On 10/17/2012 04:25 PM, Tom Lane wrote:
...Now having said that, I would definitely like to see rules in their current form go away eventually. But not without a substitute. Triggers are not a complete replacement, and no amount of wishful thinking makes them so.
...
Perhaps it would be more profitable to try to identify the pain points that make people so eager to get rid of rules, and then see if we could alleviate them.

Alternately/additionally identify the deficiencies in triggers that drive users to prefer rules. For example, a common need is to update a log table whenever updates are made to a main table.

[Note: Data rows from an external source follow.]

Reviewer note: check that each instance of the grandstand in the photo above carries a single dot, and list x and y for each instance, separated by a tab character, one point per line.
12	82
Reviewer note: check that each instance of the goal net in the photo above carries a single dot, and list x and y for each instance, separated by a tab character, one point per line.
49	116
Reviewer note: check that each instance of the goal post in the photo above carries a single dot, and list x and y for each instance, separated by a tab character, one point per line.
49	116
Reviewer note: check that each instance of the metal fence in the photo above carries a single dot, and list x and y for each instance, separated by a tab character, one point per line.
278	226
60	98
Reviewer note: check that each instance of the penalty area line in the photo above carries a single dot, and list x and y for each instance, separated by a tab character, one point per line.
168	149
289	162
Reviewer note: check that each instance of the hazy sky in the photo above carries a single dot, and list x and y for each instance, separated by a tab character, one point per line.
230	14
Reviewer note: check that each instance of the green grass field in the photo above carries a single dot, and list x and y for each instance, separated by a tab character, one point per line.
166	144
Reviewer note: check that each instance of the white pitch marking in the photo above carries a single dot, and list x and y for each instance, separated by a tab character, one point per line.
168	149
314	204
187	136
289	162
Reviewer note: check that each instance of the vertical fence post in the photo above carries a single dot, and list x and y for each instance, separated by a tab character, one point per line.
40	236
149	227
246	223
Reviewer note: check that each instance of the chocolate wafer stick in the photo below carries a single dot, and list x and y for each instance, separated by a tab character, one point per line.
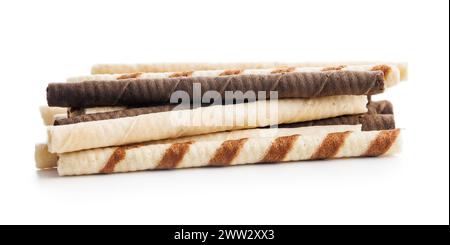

Using rules to accomplish this is very easy to understand and write, even for most beginners. (Understand properly including limitations and dangers is another issue, of course.) It is also easy to maintain. If you drop the table, the rule is cleaned up as well.

With triggers you need to select from a variety of available languages, write a function in that language and write a trigger that calls that function. Dropping the function will remove the trigger but the user must remember to delete the function as well, if desired. Nothing insurmountable but inconvenient compared to the use of a rule.

Per the documentation "PostgreSQL only allows the execution of a user-defined function for the triggered action. The standard allows the execution of a number of other SQL commands..."

There may be valid reasons why implementing that part of the SQL standard in PostgreSQL is difficult or unwise but removing that limitation on triggers would eliminate one annoyance that pushes users toward rules.